The only crime of the solicitous Governor is that he safeguarded the peasants from an inhuman military draft. He was an idealist, an individualist who believes in egalitarianism. The socio-political framework has never been accomodating of egalitarians as they systematically eliminated power, wealth and status. That’s exactly what deeply hurt feudal lords who run private slave camps and the governing body that thrives on it.
Kenji Mizoguchi’s “Sansho The Bailiff” is a profound reflection on humanity & mercy with an underlying piercing melancholy. It’s a surgical study of what social conscience does to society, and how intuitively oppressive body counters it with physical & psychological violence. Though there’s abundant melodrama, Mizoguchi doesn’t deceive his audience with a utopian victory of virtues, because when imperfect humans attempt perfectibility—personal, political, economic and social—they fail.
Kenji Mizoguchi’s melodrama – adapted from an epic folk tale and set in 11th-century feudal times – speaks to the modern world scarred by burgeoning capitalism and fascism. This is the world where obedience and sycophancy are rewarded in abundance. It has no place and respect for idealists and altruists, who are often silenced or rendered powerless. And there lies the reason for such an unusual choice of naming the film after its antagonist – Sansho, the bailiff.
Sansho is stingy, malicious, and sycophantic, but he’s not a rare breed. He is far more common in the social hierarchy creating the unequal power distribution. He represents the section of the class, the pyramidion, who have consistently exploited everyone beneath them for power, domination and economic leverage. His barbarism leaves such a scar that even when he is ultimately defeated, it only bestows a partial triumph for our antihero, Zushio (Yoshiaki Hanayagi).
The film opens in a lush forest, where young Zushio curiously asks about his father to his mother on their way to find his now-exiled father. Along with his young sister, Anju, and their servant, they take this difficult expedition without foreseeing the obstacles that would change their life.
An old priestess tricks them in the garb of extending the helping hand. Governor’s wife, Tamaki, is sold into prostitution and children are sold into bondage to the notorious bailiff of a manorial estate. Their morals are put to test as the shackles of slavery leaves them to tackle substandard living conditions. Under such brutal oppression and suffering in rotten feudalistic set-up, Zushio’s morality wavers and he begins questioning the value of his father’s teaching. He turns into a sullen aide who willingly follows Sansho’s command to brand attempted escapees on the forehead—even if the victim is a 70-year-old man who has laboured for half a century and yearns only to die free. Even so, Anju continues believing in the idealist teaching of his father like gospel truth.

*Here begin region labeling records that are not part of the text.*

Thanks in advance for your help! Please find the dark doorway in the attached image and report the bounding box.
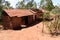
[24,16,28,25]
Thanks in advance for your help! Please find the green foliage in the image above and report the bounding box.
[16,0,37,9]
[51,8,60,14]
[40,0,54,11]
[3,1,13,9]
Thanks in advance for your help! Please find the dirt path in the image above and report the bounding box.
[0,23,60,40]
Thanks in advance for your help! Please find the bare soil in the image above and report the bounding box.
[0,22,60,40]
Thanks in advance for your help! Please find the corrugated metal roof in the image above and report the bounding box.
[4,9,35,17]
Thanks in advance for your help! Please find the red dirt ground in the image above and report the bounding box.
[0,23,60,40]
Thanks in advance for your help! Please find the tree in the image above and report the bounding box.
[40,0,54,11]
[16,0,25,9]
[3,1,13,9]
[16,0,37,9]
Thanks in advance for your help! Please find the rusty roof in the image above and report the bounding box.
[4,9,35,17]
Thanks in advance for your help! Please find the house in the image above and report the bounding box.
[2,9,35,29]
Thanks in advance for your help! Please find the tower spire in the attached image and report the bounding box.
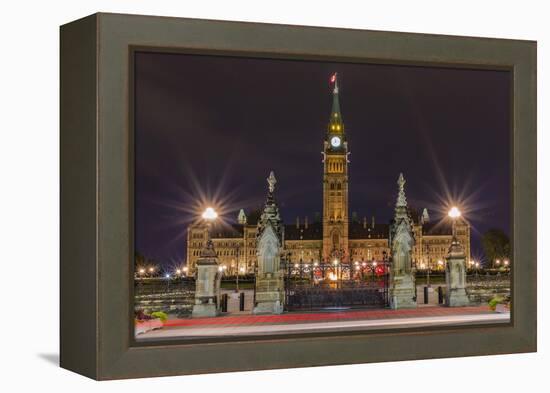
[395,173,409,221]
[328,72,344,134]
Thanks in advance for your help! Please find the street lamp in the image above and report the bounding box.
[201,207,218,254]
[449,206,462,241]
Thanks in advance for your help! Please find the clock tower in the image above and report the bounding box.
[322,74,349,262]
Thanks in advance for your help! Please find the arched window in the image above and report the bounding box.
[332,232,340,247]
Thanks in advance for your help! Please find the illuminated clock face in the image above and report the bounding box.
[330,136,342,147]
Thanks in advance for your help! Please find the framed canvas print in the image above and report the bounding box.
[61,14,536,379]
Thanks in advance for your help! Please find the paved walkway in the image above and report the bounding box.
[137,306,510,340]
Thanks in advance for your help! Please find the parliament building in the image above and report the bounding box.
[187,74,470,274]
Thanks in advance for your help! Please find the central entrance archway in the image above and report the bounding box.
[285,261,389,311]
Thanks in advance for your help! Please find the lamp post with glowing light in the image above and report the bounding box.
[191,207,223,318]
[449,206,462,239]
[444,206,470,307]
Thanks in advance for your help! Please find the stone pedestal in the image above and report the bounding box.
[191,254,221,318]
[252,272,285,314]
[390,273,416,310]
[445,245,470,307]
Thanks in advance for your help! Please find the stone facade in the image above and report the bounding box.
[187,77,470,274]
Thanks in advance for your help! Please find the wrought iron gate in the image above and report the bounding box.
[285,261,389,311]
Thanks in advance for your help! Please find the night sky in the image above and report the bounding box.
[135,53,510,266]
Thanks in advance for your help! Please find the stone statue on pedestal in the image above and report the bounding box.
[445,221,470,307]
[252,172,285,314]
[191,233,222,318]
[390,173,416,309]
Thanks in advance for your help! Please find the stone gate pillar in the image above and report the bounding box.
[389,173,416,309]
[252,172,285,314]
[445,233,470,307]
[191,239,222,318]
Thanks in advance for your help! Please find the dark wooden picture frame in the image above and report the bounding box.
[60,14,537,380]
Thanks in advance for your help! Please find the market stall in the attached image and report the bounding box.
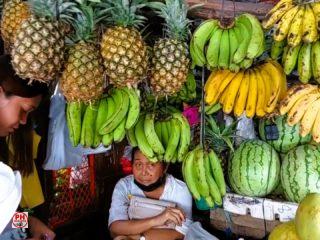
[1,0,320,240]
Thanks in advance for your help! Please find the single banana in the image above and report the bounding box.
[279,84,318,115]
[302,4,318,43]
[300,94,320,137]
[123,87,140,130]
[246,69,258,118]
[287,89,319,126]
[298,43,312,83]
[135,116,154,159]
[203,153,222,206]
[218,29,230,69]
[287,6,305,47]
[311,41,320,83]
[182,150,201,201]
[206,27,223,69]
[66,102,84,147]
[164,118,181,162]
[273,5,299,41]
[144,113,165,154]
[233,71,250,117]
[99,89,129,135]
[283,45,301,75]
[223,71,244,114]
[271,40,286,60]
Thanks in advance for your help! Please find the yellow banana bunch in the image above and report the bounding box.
[190,13,265,72]
[205,60,287,118]
[262,0,320,47]
[279,84,320,143]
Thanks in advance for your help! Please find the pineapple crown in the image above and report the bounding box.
[101,0,150,28]
[28,0,76,22]
[152,0,191,41]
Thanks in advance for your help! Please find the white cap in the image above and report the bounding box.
[0,162,22,234]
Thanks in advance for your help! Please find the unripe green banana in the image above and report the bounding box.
[298,43,312,83]
[283,45,301,75]
[182,150,201,201]
[99,89,129,135]
[164,118,181,162]
[66,102,83,147]
[208,150,226,197]
[123,88,140,129]
[204,153,222,206]
[144,113,165,154]
[80,104,98,147]
[93,98,108,148]
[218,29,230,69]
[135,116,155,160]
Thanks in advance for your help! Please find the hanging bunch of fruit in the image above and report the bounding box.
[190,13,265,72]
[262,0,320,47]
[279,84,320,142]
[150,0,190,96]
[205,60,287,118]
[182,146,226,208]
[271,41,320,83]
[127,112,191,163]
[66,88,140,148]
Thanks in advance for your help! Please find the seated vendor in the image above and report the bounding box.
[109,148,192,240]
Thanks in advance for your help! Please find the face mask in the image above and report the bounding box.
[134,175,166,192]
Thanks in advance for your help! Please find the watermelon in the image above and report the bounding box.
[280,144,320,203]
[259,116,311,153]
[295,193,320,240]
[228,140,280,197]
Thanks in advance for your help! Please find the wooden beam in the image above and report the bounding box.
[186,0,273,19]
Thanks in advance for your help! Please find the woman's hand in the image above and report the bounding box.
[29,217,56,240]
[154,207,186,226]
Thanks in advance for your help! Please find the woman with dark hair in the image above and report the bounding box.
[109,148,192,240]
[0,55,55,240]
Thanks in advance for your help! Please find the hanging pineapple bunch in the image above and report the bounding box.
[11,0,75,84]
[101,0,148,87]
[150,0,190,95]
[60,0,104,103]
[1,0,30,50]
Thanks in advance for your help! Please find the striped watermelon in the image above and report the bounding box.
[259,116,311,153]
[281,144,320,202]
[228,140,280,197]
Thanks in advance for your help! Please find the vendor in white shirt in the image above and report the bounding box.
[108,148,192,240]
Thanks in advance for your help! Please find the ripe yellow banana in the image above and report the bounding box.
[280,84,318,115]
[302,4,318,43]
[287,89,319,126]
[273,6,299,41]
[233,71,250,117]
[287,6,305,47]
[300,95,320,137]
[246,70,258,118]
[223,71,244,114]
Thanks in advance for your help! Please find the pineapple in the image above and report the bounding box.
[101,0,148,87]
[11,0,75,84]
[1,0,30,49]
[150,0,190,95]
[60,3,104,103]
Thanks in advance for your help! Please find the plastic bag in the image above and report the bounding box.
[184,222,219,240]
[42,86,110,170]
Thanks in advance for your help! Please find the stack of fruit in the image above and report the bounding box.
[279,84,320,142]
[190,13,265,72]
[127,112,191,163]
[66,88,140,147]
[205,60,287,118]
[182,146,226,207]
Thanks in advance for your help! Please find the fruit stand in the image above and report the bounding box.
[1,0,320,240]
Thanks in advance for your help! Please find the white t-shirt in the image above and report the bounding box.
[108,174,192,226]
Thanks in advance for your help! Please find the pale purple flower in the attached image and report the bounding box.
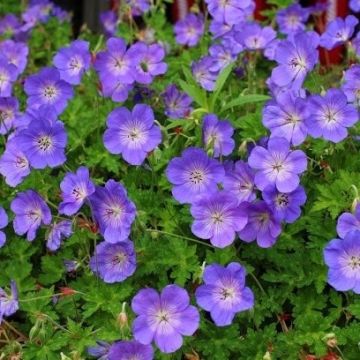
[90,240,136,284]
[202,114,235,157]
[166,147,225,204]
[0,206,9,248]
[90,179,136,244]
[46,220,73,251]
[163,84,192,119]
[104,104,161,165]
[195,262,254,326]
[131,285,200,353]
[238,201,281,248]
[306,89,359,143]
[190,191,247,248]
[174,13,205,47]
[0,280,19,324]
[262,186,306,224]
[224,160,256,204]
[0,138,30,187]
[324,230,360,294]
[24,67,73,114]
[320,15,359,50]
[54,40,91,85]
[59,166,95,216]
[10,190,51,241]
[248,137,307,193]
[262,91,309,146]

She becomes the vital component in upholding the beacon of ethical idealism within Sansho’s inferno. If not for her resilience and patience, Zushio might have identified with and idolised Sansho. That way Mizoguchi ensures that there’s still some good left in the society, not weakened by the iron fist. But such idealist stance comes with a cost and a terrible one. Anju had to sacrifice herself for the greater good that ultimately leads to the fall of Sansho.

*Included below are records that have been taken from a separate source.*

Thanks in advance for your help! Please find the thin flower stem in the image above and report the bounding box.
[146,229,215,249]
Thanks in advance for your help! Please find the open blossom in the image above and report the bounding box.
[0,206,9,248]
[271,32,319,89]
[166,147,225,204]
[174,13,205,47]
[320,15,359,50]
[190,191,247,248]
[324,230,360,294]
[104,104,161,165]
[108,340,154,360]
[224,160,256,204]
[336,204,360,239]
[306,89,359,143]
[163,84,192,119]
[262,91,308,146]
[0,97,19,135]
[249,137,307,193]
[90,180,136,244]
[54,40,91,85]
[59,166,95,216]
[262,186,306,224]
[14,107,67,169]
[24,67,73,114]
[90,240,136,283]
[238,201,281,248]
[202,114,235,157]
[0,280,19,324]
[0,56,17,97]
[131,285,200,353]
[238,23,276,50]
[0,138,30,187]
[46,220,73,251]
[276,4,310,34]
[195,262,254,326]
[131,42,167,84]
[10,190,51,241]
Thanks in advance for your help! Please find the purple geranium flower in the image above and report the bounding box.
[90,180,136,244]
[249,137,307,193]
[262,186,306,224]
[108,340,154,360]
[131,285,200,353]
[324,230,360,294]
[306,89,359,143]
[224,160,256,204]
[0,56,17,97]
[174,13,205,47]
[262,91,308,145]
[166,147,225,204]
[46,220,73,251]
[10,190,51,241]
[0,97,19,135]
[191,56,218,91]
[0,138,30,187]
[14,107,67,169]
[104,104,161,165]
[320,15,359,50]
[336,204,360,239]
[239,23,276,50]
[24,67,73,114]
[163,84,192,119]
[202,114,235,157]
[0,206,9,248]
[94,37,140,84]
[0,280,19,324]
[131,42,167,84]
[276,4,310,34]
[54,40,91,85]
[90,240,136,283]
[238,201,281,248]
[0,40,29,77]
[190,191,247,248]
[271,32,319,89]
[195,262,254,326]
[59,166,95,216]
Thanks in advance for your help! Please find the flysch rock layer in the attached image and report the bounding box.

The only minor hiccup in a rather painstakingly nuanced & well-written drama befalls after Zushio breaks free from Sansho’s manor. The subplot dealing with the fateful rise of Zushio as Governor, criminalising slavery in his territory and arresting Sansho, feels rushed, given how significant the event holds for Zushio’s character arc.
The thematic significance is beautifully achieved but the hastened narrative pacing of the subplot hardly justifies the diligent development of the first two-acts. Zushio’s decaying faith in his father’s teaching is felt in the bones, we partly empathize with him inclining to Sansho, but his restoration in idealism is hardly realised.
Sansho The Bailiff’s has one of the most heartbreaking climax scenes. Despite having witnessed the family reuniting after such aghast turn of events, separated for years, in several films, the demonstrative, unadulterated writing renders the novelty and makes it powerful and moving. As the end title appears on the screen, this is what we’re left to grapple with—a choice to cast our lot with either Sanshô’s materialist world or the impractical ethical idealism of Zushio’s father. We’ve seen that both roads can lead to unhappiness and exile.